An old, dated piece on Kolkata, titled 'Why Kolkata will win in 20 Years', came to my attention. There are a number of things mentioned in this article that I don't agree with: The statement that Mamta Banerjee represents the moral end of Indian politics may invoke ridicule today, and the stereotype of Bengalis as business-averse and that they would need a Bengali-speaking non-Bengali for saving is mind-bogglingly absurd. But the two key propositions articulated here - that Kolkata is one of the most sustainable of the Indian cities, and that it can be fixed with good governance - are rather self-evident.
Of course, Kolkata is home and I am partial, and I shall make no claims to objectivity here. However, the fact that I keep writing about it - and indeed, there are many many people from Kolkata spread all around the world will do the same - proves perhaps that there is more to it than the dirty, dreary, poor city that the place appears to be to a casual visitor. Indeed, I meet people who will never ever dream of going back to Kolkata, simply because the place is too daunting and life is good elsewhere; but Kolkata remains a place to be imagined - and with imagination, it can win.
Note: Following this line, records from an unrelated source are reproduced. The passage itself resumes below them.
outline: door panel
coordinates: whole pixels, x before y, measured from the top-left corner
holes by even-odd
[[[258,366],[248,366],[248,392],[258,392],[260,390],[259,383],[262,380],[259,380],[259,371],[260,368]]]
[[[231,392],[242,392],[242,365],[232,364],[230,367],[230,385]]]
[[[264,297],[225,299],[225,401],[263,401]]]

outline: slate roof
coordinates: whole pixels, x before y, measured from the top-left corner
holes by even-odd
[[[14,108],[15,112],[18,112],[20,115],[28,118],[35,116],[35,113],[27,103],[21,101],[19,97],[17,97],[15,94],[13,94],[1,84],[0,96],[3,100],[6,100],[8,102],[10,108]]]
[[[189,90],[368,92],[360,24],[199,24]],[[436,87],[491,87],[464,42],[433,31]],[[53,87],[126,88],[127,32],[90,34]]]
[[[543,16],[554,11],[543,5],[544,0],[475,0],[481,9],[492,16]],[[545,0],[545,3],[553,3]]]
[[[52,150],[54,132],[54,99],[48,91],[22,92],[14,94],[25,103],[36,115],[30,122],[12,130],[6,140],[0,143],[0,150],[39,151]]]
A city is its people, first and foremost. That goes both for and against Kolkata. It is the cosmopolitan network of love that Kolkata enjoys, from its suave residents and its wide diaspora, that should work for the City. At the same time, letting it degenerate into a kind of self-destructive politics is also the making of its people, and needs correcting. However, beyond all the political mess that Kolkata has found itself into, there is one common strand which should work for the city: Not many in the city, not even the 'emerging middle class' who are supposed to watch English language TV and be completely insensitive to the reality around themselves, will readily buy into a development model that bulldoze the poor and the weak, and present all opportunities on a plate to a few crony industrialists. Empathy still lives on in Kolkata, though one may, therefore, be accused of not striving.
This is a point missed in the article I quote, and perhaps this is an intentional act of omission. We have somehow decided that the new Indian development model has no space for the weak and the poor, and set out on a path of industrial development solely dependent on a few tycoons. The evidence that this does not work anywhere - and only leaves an impoverished society and people - doesn't seem to matter to the Indian commentators. That the farmers suicides are on the rise across the country, and will continue as most of Western India is running dry, is only a moot fact: There is also an urgent attempt to dress up the dreary urban poverty of all other Indian cities as some kind of entrepreneurialism. Within this myth of 'emergence', soft feelings such as empathy has no place.
On the other hand, talking about Kolkata's future is easy because this needs imagination, one thing that people of the city has lost and is trying to hard to get back. It needs capital to back the imagination, but, as with modern economies, Capital always follows once imagination is found. It needs a few leaders who will cut through the morass of corruption - and inspire hope. This is the only catalyst that Kolkata needs, hope, and this is one thing it is denuded of, as the other 'models of development' is promoted in India. It is a renewed commitment to Kolkata's future, emanating, most appropriately, from its nature and its people, that can turn everything around. One could claim that this is, in many ways, crucial to India that we don't lose alternate perspectives about our future, which Kolkata is capable of providing.